Offer a strip of fresh sourdough about the size of two adult fingers together, roughly 5 cm long and 2 cm wide, so your baby can hold one end while gnawing on the other. Choose a soft, fresh loaf rather than day-old bread to ensure it is moist and easy to gum. You can serve sourdough plain or spread lightly with mashed avocado, unsalted nut or seed butter (if allergens have been introduced), or a thin layer of full-fat yoghurt to add moisture and nutrition.
9–11 months
Continue offering strips of soft sourdough bread in a size your baby can hold easily, or cut into smaller pieces as their pincer grasp develops. At this stage, babies may enjoy sourdough topped with hummus, mashed beans, or soft cheese to practise picking up finger foods with different textures. You can also serve sourdough alongside other foods as part of a balanced meal, encouraging self-feeding and exploration.
12–24 months
Toddlers can manage slightly firmer textures, so lightly toasted sourdough strips or small squares work well for this age group. You can serve sourdough as part of a sandwich with fillings like mashed egg, soft cheese, or nut butter, cut into manageable pieces. Sourdough also makes a good vehicle for dips like hummus or guacamole, helping to build independent eating skills and exposing your child to a variety of flavours.
Common questions about Bread sourdough strip
Should I toast sourdough bread for my baby?
Lightly toasting sourdough can make it easier for babies to grip, but avoid crisping it too much as very hard or dry bread poses a greater choking risk. A gentle toast that keeps the inside soft is ideal for older babies from around 12 months.

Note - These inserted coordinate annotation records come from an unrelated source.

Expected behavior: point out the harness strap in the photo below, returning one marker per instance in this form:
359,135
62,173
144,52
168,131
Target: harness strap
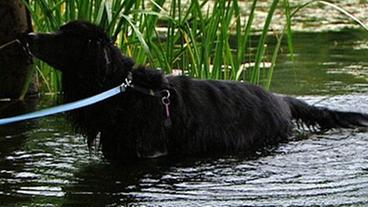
66,107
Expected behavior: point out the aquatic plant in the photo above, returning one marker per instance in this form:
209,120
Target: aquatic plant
207,39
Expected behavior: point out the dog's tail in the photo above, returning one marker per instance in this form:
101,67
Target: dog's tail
324,118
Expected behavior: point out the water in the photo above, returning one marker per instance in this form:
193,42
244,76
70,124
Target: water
44,163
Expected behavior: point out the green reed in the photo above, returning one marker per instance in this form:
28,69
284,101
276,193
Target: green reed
191,36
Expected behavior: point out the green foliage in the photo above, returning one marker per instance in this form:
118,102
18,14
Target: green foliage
192,36
195,37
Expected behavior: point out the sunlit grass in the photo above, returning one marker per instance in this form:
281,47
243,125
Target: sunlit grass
193,36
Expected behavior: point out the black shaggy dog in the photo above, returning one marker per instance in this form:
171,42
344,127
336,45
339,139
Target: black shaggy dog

Can I give my baby the crust of sourdough bread?
Yes, sourdough crusts are generally safe for babies from 6 months as long as they are not overly hard or thick. If the crust seems too tough, you can remove it or choose softer loaves with a thinner crust.
How do I choose sourdough bread for baby-led weaning?
Look for sourdough made with just flour, water, salt, and starter culture. Avoid loaves with added sugar, honey, nuts, seeds, or excessive salt, and check the ingredients list to ensure it suits your baby's stage of development.